QUAIS OS TRATAMENTOS DA SINUSITE?
Sinusite (rinossinusite): sintomas, causas, tratamentos clínicos e cirúrgicos 🫁😷
Dor de cabeça intensa, nariz entupido, secreção amarelada escorrendo pela garganta, pressão no rosto que piora ao abaixar a cabeça. Esses sintomas soam familiares? Milhões de brasileiros sofrem anualmente com sinusites, condição que vai muito além de um simples resfriado prolongado. Entender essa doença é fundamental para tratá-la adequadamente e prevenir recorrências.
🔬 O que é rinossinusite (sinusite)?
A rinossinusite, mais conhecida popularmente como sinusite, é a inflamação da mucosa dos seios da face (cavidades ocas dentro dos ossos da face revestidas por mucosa) e da mucosa do nariz. Primeiramente, precisamos entender que nariz e seios da face funcionam como unidade integrada – por isso o termo correto é “rinossinusite”, não apenas “sinusite”.

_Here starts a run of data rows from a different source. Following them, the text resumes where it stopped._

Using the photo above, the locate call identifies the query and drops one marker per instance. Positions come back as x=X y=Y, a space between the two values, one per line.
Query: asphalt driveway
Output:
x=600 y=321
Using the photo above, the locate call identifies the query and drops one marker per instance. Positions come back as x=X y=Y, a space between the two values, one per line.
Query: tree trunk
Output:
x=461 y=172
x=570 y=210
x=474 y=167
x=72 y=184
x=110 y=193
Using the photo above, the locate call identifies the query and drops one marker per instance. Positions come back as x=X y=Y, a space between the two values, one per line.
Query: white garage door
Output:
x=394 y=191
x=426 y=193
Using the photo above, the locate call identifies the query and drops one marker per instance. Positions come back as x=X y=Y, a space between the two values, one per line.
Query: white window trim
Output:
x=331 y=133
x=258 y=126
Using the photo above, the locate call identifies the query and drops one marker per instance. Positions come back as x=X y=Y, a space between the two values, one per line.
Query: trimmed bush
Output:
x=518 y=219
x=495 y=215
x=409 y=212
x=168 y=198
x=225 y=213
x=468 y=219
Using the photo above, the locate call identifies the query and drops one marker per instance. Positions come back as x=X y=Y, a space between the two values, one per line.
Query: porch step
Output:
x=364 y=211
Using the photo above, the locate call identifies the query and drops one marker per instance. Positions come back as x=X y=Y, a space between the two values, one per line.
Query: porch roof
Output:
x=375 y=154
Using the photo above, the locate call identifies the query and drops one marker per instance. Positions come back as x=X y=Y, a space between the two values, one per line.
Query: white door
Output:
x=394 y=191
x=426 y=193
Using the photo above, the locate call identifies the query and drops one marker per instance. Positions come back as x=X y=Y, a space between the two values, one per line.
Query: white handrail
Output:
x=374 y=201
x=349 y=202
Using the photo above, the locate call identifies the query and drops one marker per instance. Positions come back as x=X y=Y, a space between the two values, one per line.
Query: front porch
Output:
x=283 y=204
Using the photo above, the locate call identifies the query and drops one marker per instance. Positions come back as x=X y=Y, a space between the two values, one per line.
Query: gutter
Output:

Quando há inflamação, ocorre “inchaço” dos orifícios (óstios) por onde saem as secreções. Principalmente porque essas aberturas são muito estreitas – alguns têm apenas 1-3 milímetros de diâmetro. Consequentemente, com aumento da produção de muco e edema, acontece estagnação das secreções dentro dos seios faciais. Ou seja, o muco fica preso, não drena adequadamente, e pode se infectar secundariamente.
Assim, entender essa dinâmica explica por que obstrução nasal frequentemente precede sinusite. Afinal, se nariz está entupido, drenagem dos seios da face também fica prejudicada.
🦴 Anatomia: conhecendo os seios da face
Temos quatro pares de seios paranasais (cavidades ao redor do nariz). Primeiramente, vamos conhecê-los:
1️⃣ Seios maxilares
Localizados nas maçãs do rosto, um de cada lado do nariz. São os maiores e mais frequentemente acometidos por sinusite. Principalmente porque drenam “contra a gravidade” – o orifício de drenagem fica no topo do seio. Ou seja, é como se você virasse uma garrafa de cabeça para baixo e esperasse o líquido sair por um buraquinho no fundo.
2️⃣ Seios frontais
Localizados acima das sobrancelhas, na testa. Quando inflamados, causam dor frontal intensa que piora ao abaixar a cabeça. Além disso, nem todas pessoas têm seios frontais bem desenvolvidos – é normal essa variação anatômica.
3️⃣ Seios etmoidais
Localizados entre os olhos, atrás da base do nariz. São múltiplas pequenas células (câmaras) em formato de colmeia. Principalmente importantes porque infecções etmoidais podem se estender para órbita ocular (em volta do olho). Portanto, sinusites etmoidais graves requerem atenção especial.
4️⃣ Seios esfenoidais
Localizados profundamente no centro da cabeça, atrás das cavidades nasais. São os menos acometidos, mas quando infectados, causam dor de cabeça profunda no topo ou atrás da cabeça. Além disso, estão próximos de estruturas nobres (nervo óptico, artéria carótida), tornando infecções esfenoidais potencialmente graves.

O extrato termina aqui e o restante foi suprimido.